Section 7.02 Conditions to Obligations of Buyer. The obligations of Buyer to consummate the transactions contemplated by this Agreement shall be subject to the fulfillment or Buyer’s waiver, at or prior to the Closing, of each of the following conditions:
(a) The representations and warranties of Seller contained in Article IV shall be true and correct in all respects as of the Closing Date with the same effect as though made at and as of such date (except those representations and warranties that address matters only as of a specified date, which shall be true and correct in all respects as of that specified date).
(b) Seller shall have duly performed and complied in all material respects with all agreements, covenants and conditions required by this Agreement and each of the other Transaction Documents to be performed or complied with by it prior to or on the Closing Date.
(c) Seller shall have delivered to Buyer duly executed counterparts to the Transaction Documents (other than this Agreement) and such other documents and deliveries set forth in Section 3.02(a).
Section 7.03 Conditions to Obligations of Seller.
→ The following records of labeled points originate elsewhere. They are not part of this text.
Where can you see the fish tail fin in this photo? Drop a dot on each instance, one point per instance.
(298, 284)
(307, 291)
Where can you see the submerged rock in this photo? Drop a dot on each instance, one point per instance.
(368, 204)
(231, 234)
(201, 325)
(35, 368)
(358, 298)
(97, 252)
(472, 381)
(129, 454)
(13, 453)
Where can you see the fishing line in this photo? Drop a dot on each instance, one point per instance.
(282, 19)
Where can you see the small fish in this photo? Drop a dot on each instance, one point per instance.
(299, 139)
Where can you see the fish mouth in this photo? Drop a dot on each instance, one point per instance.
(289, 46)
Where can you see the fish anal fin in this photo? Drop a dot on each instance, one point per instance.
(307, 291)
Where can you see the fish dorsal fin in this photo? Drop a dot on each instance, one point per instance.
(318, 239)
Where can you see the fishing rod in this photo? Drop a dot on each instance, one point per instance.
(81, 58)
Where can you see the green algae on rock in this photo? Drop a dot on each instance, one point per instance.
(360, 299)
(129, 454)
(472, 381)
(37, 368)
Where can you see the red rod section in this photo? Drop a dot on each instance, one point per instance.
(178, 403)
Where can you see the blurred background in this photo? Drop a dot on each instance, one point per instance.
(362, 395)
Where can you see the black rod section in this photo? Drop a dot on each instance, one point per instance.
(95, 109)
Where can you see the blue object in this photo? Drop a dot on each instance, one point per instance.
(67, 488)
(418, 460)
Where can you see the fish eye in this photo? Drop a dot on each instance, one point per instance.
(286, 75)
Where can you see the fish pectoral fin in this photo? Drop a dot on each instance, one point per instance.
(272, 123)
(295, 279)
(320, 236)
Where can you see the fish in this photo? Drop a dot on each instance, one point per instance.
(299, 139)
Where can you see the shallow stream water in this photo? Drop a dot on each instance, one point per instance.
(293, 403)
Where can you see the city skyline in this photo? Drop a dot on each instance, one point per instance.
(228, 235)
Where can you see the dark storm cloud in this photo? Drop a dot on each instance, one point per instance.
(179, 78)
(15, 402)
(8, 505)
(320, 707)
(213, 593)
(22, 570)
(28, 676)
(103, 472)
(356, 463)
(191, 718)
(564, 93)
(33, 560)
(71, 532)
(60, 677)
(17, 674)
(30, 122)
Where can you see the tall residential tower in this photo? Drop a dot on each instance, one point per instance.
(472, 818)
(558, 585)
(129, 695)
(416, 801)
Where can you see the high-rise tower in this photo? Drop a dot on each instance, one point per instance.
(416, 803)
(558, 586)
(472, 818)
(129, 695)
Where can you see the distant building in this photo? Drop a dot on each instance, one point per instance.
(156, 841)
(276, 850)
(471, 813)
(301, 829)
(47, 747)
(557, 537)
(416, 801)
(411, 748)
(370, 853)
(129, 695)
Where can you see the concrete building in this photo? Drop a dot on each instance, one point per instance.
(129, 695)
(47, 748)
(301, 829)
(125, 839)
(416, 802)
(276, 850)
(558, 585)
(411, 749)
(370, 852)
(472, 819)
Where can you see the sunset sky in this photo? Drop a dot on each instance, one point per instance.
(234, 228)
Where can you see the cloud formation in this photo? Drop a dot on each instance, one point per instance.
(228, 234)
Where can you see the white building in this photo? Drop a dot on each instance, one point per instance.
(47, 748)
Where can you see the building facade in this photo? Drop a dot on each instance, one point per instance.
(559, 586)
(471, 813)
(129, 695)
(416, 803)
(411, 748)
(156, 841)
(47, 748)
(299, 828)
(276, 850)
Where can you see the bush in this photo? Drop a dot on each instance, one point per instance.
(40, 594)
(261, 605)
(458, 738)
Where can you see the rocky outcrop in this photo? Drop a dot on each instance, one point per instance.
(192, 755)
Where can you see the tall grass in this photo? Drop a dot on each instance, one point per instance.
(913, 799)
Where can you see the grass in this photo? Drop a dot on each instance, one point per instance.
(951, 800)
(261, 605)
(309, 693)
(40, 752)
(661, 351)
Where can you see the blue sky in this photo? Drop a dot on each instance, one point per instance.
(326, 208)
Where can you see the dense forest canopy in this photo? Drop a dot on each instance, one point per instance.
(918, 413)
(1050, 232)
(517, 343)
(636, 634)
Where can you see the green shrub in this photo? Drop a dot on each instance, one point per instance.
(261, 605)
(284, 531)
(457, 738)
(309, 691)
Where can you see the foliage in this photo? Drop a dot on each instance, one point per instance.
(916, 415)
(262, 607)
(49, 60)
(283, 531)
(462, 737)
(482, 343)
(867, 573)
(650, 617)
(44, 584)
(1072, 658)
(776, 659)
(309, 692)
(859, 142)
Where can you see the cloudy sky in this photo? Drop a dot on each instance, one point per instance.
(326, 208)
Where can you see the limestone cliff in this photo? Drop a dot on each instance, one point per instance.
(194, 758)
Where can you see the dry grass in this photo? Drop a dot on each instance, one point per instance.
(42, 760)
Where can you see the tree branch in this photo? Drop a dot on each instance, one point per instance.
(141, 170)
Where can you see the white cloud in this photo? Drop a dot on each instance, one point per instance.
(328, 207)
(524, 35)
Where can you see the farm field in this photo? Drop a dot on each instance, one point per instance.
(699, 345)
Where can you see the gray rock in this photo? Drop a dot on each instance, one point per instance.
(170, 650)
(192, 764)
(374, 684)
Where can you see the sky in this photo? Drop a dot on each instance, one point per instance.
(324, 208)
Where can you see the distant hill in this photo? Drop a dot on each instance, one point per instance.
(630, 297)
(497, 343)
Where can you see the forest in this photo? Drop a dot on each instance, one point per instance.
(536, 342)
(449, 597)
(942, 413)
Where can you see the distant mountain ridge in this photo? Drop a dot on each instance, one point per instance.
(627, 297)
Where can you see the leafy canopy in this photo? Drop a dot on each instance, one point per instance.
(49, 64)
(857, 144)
The obligations of Seller to consummate the transactions contemplated by this Agreement shall be subject to the fulfillment or Seller’s waiver, at or prior to the Closing, of each of the following conditions:
(a) The representations and warranties of Buyer contained in Article V shall be true and correct in all respects as of the Closing Date with the same effect as though made at and as of such date (except those representations and warranties that address matters only as of a specified date, which shall be true and correct in all respects as of that specified date), except where the failure of such representations and warranties to be true and correct would not have a material adverse effect on Buyer’s ability to consummate the transactions contemplated hereby.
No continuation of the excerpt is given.